After the VVD, GroenLinks-PvdA and D66 spent the most on advertisements, around 3 million and 2.9 million euros respectively. The difference between these three parties and the rest is large: no party spent more than 764,000 euros.
In total, parties spent 13.2 million euros on advertisements. About 11 million euros of that went to traditional advertisements, 2.3 million euros to social media campaigns. Both these amounts are lower than for the 2021 elections, when parties spent a total of 17.7 million euros on advertisements: 3.1 million euros on social media and 14.6 million on other advertisements.
About these numbers
The figures for spending on social media come from fieldmonitor, a collaboration between De Groene Amsterdammer, Who Targets Me and UvA researcher Fabio Votta. Expenditure on other advertisements – such as advertisements in newspapers, on websites, radio and television spots – is tracked by research agency Nielsen.
This article is specifically about advertisements. Costs for, for example, campaign meetings or party members handing out flyers on the street are not included.
97 percent go to social media
In general, more is spent on traditional advertising, but for some parties the ratio is completely different. For example, no less than 97 percent of Forum for Democracy’s advertising budget went to social media. DENK, BBB and the PVV also spent more on social media than on traditional advertisements.
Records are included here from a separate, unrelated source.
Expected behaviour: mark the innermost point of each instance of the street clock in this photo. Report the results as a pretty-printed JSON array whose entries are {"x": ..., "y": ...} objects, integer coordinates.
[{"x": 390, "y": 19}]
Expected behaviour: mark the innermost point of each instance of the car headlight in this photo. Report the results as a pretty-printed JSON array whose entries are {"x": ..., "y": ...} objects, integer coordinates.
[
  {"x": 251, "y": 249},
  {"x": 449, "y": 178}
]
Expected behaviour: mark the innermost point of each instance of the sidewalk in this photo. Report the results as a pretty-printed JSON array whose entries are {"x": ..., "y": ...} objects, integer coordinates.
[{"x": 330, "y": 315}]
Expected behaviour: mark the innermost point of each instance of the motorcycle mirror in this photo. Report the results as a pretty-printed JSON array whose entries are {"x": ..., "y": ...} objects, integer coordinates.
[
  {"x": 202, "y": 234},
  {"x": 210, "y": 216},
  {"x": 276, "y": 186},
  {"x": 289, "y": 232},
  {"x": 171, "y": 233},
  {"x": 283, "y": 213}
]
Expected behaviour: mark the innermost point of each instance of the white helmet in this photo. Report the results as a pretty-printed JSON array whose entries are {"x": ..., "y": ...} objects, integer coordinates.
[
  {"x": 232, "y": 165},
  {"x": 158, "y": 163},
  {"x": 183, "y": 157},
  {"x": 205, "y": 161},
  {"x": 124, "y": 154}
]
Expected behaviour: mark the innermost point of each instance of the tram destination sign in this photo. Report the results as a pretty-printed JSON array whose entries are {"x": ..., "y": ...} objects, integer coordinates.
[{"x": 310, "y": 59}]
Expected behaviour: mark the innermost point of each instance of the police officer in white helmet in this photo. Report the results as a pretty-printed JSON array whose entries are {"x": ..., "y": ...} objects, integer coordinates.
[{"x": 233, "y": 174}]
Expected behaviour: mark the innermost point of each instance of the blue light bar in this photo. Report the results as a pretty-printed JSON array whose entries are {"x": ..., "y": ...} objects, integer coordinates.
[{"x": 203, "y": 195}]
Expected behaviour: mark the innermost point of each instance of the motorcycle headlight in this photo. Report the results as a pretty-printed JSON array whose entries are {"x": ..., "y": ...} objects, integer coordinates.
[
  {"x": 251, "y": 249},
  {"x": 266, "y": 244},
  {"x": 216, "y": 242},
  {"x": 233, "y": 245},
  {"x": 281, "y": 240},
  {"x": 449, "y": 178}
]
For the latter party, this is not due to the large social media budget: only 4,500 euros went to it one paid advertisement from party leader Geert Wilders. That was also the only paid advertisement that the PVV had made.
“That does not mean that Geert Wilders was not on social media,” says researcher Fabio Votta. “He can just post things and use his organic reach, but has hardly paid for advertising.”
With that one item of 4,500 euros, the PVV still spent more than the other big winner of the elections, NSC of Pieter Omtzigt. “Our total campaign budget for paid marketing is 0 euros,” a party spokesperson told the campaign monitor.
Fans of Frisian horses or Angerfist
Social media allows parties to target very specific target groups, so-called microtargeting. This is also monitored by the campaign monitor. Researcher Votta says he often sees that parties focus on groups that are likely to vote for that party.
For example, BBB focused on people who are interested in topics such as ‘horse riding’, ‘agricultural machines’ or ‘Frisian horses’. DENK focuses specifically on people who speak Turkish or Arabic, and Belang van Nederland tried to reach people with an interest in martial arts.
Perhaps the most striking example of microtargeting comes from 50PLUS: that party targeted advertisements at fans of the hardcore artist Angerfist.